My dearest "widdle brudder", my how time has flown. With our huge age difference, you basically grew up with 3 mothers, sorry about that. You and I are probably more alike than we care to admit. We are "Humphries" through and through. (sorry about that Anna. :-) ). Some of these I'm still learning:
Both of you:
-Set goals, don't settle, always compromise and work together to attain those goals.
-Don't go to bed angry, it's old and perhaps cliche, but it's true. Don't do it.
- You're going to argue, do it with grace, patience and love.
- life is hard, but it's easier with God.
- Read "The Love Dare" and "5 love languages" when things get hectic, revert back to them without telling your spouse, they'll follow your lead.
- Don't smother each other, keep the spark there, but leave some breathing room.
- respect each other, always.
- Balancing a marriage and in-laws is tough. You're going to screw up, you're going to think you're failing- you're not, you're learning.
- Read Corinthians 13:4-7, replace the word "Love" & "It" (referring to love) with your name. This is what you should strive for.
-We can drive by a 5 million dollar home and see the window is off-center, yet we forget to see our own flaws, don't worry with age you start to realize it. Be patient and loving.
- We are weird, I mean there's no better way to put it, we are quirky- embrace it, it's a strong gene.
- we go on the defense, fast. Both of you must acknowledge each other's feeling without going into defense mode.
- Continue to grow in the Lord, everything else will fall into place, even when it's controlled chaos.
- don't be afraid to tell him your needs.
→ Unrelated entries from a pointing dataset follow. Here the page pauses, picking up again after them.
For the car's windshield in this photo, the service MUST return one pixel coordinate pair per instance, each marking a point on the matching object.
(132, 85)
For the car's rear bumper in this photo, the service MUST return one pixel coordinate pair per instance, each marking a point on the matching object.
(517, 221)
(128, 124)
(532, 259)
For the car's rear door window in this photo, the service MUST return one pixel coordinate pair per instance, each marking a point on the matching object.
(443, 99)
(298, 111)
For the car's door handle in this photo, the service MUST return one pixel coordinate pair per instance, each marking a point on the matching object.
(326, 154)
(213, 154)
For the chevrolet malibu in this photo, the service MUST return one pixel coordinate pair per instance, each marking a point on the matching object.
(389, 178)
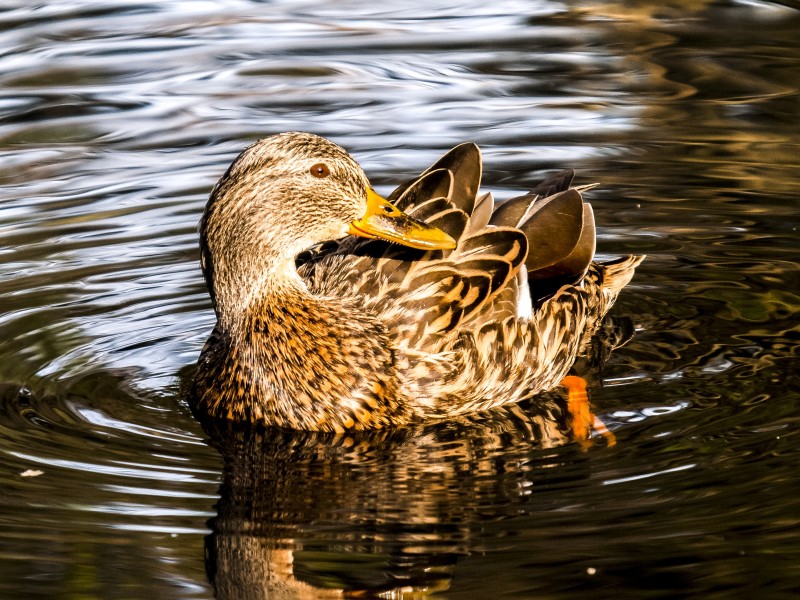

He may scoff, but deep down, he heard you.
Ashton: (you'll always be Ashton to me)
- When in doubt on how to react in a situation, think about the Men in our lives (Grandaddy, Pawt, Daddy) and how they would have reacted. Our Father is patient, loving and loves our Mother with all of his heart, be like him.
- She's going to make you mad, react calmly.
- Don't yell or curse when you react. You catch more flies with honey than vinegar.
- be selfless in all you do.
- One day, you'll have children of your own, but, for now think to yourself "Am I setting a good example of the type of man I want my niece to marry?" If you'd be upset with Avery's husband for something you've done, you should probably change that way. She's watching, and so will your children.
- It is ok to cry.
- Don't stop "dating" her.
- Embrace your inner Melonie, she's there, she's the most loving, selfless person I know.
- I am ALWAYS HERE. Anytime, no matter what. I LOVE YOU very much!